We should never rely on the order of use lists or other things. We should also never modify the order ;)

Assume users are in any order, there is no guarantee otherwise anyway.

317

Unexpected users should be reason to give up.

729

You clobber the outer Changed variable here. So even if it was true at some point, you might return false. You should also be careful because the foreachUse callback expects you to return true only if the use was deleted.

hamax97 marked 6 inline comments as done.Jul 18 2020, 8:09 PM
hamax97 added inline comments.
llvm/include/llvm/Transforms/IPO/OpenMPOpt.h
150

The idea is to make that lower bound in the function optional. So, if it's not given, then the values returned would be the last values stored. This, assuming that there might be multiple stores to the offload array.

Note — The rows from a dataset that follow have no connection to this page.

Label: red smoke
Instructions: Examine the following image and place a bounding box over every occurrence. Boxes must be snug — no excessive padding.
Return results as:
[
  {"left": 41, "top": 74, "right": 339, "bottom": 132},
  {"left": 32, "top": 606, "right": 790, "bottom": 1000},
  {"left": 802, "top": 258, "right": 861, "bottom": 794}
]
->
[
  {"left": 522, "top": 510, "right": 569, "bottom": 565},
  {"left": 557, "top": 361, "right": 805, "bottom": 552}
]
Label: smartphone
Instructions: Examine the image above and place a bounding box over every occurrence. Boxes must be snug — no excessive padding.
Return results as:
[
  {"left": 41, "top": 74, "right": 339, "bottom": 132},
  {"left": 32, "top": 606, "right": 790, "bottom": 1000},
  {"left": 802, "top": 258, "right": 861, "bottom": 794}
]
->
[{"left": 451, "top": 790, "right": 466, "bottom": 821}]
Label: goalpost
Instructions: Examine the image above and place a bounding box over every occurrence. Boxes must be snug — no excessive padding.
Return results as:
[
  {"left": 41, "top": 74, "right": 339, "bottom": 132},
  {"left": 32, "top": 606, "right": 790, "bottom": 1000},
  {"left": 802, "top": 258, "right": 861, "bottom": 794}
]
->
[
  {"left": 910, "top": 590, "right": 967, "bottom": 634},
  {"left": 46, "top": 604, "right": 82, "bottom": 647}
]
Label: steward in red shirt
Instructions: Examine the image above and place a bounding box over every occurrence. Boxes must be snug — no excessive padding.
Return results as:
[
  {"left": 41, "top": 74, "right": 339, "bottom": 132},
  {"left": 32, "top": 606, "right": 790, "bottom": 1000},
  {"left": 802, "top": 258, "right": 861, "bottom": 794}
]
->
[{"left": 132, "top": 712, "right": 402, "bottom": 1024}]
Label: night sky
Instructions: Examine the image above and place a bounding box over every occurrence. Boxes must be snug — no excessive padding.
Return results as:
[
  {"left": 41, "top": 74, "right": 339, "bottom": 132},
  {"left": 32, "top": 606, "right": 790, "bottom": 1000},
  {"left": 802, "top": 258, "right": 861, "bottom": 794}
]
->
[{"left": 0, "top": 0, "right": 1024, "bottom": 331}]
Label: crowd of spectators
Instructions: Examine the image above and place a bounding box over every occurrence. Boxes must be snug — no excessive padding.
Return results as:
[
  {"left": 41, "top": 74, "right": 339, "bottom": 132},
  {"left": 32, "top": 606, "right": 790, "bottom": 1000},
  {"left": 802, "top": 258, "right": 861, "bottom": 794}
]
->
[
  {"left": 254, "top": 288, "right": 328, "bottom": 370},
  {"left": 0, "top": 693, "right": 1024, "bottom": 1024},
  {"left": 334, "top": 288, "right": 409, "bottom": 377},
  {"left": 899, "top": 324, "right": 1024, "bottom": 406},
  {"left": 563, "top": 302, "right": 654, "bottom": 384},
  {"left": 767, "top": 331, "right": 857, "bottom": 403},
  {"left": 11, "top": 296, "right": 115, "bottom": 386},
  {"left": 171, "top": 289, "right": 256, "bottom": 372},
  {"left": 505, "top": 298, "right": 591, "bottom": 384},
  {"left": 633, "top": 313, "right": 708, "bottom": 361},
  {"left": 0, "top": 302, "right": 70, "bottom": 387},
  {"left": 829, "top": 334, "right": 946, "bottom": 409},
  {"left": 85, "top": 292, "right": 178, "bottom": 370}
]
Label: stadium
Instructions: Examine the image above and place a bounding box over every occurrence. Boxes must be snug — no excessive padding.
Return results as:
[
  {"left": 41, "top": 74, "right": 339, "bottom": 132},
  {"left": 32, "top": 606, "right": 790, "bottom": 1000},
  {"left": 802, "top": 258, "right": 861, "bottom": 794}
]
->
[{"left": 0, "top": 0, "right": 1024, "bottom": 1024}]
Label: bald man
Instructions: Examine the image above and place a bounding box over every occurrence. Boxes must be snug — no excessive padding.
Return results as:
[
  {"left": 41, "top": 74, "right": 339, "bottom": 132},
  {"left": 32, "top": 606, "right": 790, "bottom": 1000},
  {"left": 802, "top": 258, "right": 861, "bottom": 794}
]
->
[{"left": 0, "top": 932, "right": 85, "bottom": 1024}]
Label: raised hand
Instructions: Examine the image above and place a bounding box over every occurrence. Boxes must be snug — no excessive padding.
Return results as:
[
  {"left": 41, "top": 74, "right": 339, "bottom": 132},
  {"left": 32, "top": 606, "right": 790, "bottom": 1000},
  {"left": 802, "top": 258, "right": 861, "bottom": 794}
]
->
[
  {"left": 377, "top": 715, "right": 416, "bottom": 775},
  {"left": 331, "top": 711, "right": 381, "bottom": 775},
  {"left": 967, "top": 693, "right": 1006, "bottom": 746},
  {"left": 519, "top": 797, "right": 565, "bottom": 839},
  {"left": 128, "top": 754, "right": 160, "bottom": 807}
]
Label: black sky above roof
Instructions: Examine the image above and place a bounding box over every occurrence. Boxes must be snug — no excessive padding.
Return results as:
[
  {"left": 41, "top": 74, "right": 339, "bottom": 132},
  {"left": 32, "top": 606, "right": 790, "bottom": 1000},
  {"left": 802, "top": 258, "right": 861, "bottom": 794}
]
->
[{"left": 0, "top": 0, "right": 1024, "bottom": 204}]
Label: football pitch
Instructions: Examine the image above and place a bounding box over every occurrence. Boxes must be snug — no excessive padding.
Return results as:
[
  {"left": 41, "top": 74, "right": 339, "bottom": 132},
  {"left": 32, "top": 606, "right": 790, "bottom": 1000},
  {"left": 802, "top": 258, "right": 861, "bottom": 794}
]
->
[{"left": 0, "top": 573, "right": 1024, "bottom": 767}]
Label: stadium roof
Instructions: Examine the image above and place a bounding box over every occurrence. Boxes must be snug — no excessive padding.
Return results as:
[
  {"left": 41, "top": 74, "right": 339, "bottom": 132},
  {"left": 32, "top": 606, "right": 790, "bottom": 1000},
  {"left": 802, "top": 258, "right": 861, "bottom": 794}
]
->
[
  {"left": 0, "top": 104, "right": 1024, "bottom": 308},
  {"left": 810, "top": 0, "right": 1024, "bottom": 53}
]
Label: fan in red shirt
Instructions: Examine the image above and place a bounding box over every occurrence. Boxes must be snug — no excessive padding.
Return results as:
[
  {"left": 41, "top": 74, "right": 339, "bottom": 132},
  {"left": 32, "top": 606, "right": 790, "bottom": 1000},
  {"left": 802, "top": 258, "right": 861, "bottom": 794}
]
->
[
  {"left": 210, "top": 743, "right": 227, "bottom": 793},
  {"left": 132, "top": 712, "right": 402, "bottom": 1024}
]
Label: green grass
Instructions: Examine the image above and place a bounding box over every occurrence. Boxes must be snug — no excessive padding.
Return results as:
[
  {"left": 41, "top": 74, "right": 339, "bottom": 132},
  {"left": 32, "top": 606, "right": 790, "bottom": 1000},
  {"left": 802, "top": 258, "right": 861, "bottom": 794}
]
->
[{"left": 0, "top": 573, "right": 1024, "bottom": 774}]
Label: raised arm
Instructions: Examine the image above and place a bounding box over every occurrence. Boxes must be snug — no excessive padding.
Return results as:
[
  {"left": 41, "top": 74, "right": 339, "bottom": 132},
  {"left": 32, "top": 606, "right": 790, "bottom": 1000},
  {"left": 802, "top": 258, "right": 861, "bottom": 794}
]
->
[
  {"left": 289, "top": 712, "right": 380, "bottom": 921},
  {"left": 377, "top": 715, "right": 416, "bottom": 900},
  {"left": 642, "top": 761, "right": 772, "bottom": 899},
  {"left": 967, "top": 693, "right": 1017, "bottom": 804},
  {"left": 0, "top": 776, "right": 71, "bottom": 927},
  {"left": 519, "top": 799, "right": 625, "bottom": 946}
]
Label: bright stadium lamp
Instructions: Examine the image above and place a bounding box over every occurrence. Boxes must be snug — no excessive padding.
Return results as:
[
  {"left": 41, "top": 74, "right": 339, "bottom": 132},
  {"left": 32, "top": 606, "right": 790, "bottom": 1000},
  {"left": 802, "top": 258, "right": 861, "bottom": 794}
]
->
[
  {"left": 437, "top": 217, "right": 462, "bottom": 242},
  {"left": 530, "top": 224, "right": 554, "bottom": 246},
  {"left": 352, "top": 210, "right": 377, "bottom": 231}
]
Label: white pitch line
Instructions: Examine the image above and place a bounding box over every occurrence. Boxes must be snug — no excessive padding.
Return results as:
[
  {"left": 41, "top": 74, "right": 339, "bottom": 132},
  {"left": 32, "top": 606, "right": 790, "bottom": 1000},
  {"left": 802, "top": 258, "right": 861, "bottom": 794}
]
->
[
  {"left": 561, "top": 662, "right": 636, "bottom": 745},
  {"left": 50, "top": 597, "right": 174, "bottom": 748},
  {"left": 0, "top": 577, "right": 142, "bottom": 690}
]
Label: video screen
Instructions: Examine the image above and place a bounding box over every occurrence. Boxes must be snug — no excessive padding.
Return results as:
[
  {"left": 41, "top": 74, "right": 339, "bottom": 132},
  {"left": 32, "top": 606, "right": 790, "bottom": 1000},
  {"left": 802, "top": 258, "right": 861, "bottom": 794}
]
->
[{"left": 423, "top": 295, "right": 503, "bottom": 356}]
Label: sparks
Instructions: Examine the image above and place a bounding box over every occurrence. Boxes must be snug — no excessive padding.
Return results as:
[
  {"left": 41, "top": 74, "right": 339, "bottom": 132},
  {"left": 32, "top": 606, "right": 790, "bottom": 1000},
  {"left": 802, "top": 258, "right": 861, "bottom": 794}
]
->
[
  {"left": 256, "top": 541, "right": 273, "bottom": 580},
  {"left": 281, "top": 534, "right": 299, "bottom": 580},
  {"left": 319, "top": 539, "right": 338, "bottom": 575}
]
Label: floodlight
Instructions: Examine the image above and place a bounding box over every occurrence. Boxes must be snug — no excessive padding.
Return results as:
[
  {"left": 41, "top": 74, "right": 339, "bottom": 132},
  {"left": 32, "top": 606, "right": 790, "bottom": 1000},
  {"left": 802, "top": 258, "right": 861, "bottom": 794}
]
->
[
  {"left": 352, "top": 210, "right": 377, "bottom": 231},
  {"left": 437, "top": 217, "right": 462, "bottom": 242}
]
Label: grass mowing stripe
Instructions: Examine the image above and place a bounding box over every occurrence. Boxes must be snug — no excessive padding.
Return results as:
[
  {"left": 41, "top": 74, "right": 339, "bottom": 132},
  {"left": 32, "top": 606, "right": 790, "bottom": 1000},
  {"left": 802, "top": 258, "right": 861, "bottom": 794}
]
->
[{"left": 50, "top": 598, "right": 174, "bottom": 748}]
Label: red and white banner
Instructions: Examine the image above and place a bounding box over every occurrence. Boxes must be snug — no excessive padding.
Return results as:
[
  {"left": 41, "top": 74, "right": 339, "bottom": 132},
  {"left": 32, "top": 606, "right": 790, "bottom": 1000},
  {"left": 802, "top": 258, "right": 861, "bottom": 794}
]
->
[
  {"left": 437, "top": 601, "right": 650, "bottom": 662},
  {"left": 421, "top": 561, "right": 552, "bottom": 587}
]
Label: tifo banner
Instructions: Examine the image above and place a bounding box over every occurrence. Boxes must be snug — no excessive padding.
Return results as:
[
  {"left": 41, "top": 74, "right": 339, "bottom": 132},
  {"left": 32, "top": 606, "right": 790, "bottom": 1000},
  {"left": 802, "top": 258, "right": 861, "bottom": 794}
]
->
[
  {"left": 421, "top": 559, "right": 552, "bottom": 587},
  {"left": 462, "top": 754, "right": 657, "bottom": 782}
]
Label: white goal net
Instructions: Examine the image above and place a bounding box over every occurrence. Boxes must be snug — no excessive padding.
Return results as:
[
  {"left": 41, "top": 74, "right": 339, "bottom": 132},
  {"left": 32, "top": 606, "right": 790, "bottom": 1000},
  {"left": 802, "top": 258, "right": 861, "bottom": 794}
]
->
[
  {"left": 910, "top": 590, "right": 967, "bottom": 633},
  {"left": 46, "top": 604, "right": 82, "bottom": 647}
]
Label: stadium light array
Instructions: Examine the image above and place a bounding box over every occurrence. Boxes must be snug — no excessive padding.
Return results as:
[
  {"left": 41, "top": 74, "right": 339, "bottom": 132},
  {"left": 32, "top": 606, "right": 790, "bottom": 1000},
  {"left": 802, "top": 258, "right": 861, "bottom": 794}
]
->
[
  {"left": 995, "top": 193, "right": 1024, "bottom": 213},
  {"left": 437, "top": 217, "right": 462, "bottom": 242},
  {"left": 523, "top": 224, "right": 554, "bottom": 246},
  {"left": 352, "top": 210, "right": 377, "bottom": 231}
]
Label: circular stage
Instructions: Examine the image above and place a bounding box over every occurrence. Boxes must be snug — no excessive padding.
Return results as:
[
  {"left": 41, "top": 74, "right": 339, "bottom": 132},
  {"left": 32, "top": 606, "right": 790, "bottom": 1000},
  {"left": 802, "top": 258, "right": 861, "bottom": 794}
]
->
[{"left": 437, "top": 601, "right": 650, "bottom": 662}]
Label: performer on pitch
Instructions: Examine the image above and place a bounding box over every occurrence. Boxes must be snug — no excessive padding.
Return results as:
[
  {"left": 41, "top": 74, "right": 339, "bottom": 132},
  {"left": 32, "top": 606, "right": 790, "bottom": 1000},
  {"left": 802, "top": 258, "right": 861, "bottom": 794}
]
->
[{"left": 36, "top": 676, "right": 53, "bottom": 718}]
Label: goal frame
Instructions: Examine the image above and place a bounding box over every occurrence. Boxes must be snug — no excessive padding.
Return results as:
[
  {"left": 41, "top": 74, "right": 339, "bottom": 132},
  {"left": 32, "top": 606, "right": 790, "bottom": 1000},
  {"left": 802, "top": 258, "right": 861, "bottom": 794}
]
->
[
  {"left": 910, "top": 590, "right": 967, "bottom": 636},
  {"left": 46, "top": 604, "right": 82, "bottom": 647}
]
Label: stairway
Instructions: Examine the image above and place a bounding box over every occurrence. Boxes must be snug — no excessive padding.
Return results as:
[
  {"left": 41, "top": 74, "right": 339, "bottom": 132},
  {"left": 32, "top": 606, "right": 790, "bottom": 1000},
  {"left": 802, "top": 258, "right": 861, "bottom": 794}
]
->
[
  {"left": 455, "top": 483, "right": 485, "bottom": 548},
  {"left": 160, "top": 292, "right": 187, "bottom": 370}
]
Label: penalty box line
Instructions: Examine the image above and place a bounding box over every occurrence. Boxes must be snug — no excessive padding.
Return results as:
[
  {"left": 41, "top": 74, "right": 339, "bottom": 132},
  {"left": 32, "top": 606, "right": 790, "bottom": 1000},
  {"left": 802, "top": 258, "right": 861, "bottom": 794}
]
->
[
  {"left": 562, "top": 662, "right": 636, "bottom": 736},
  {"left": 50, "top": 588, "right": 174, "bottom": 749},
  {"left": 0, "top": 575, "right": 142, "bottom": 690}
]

llvm/lib/Transforms/IPO/OpenMPOpt.cpp
292

We can handle ArrayTypes too, I'll fix that.
We don't have a test for non alloca arrays?. Do we need it if we handle ArrayTypes too?

298

The problem with isArrayAllocation() is that it returns false if the array has size 1.

302

Sure. That sounds nicer.

312

Yes we can assume they are in the same BasicBlock. But why would we want to iterate from Before's BasicBlock to the entry BasicBlock?, I don't fully understand your point.

314

Mmmmm. The problem would be knowing when to stop. The idea here is to go from top to bottom and stop if we go over Before. But if there's no sense of direction how would you know how to stop?. I thought using MemorySSA, we can traverse upwards the definition chain starting in the call site.

jdoerfert added inline comments.Jul 18 2020, 9:40 PM
llvm/include/llvm/Transforms/IPO/OpenMPOpt.h
150

I see. Could we make it less generic and more specific for now. This is by nature a complex thing and I would prefer the first version to be rather targeted.

llvm/lib/Transforms/IPO/OpenMPOpt.cpp
292

I would suggest to *only* handle what clang generates right now. And to test for it specifically. No extra uses, no weird types, nothing.

298

There are two levels of "array" here. AllocaInst can allocate an array of the given type and the given type can be an array. check for what you expect (I think the latter).

312

That was just a suggestion. Any (simple) way to identify what we need to is fine with me.

314

Oh, I see. That is where my basic block traversal comes in. If you want to know if it is "before Before", actually verify that, e.g., by traversing the basic block from Before to the beginning. All the instructions you see are "before Before. The use list is not order in any specific way.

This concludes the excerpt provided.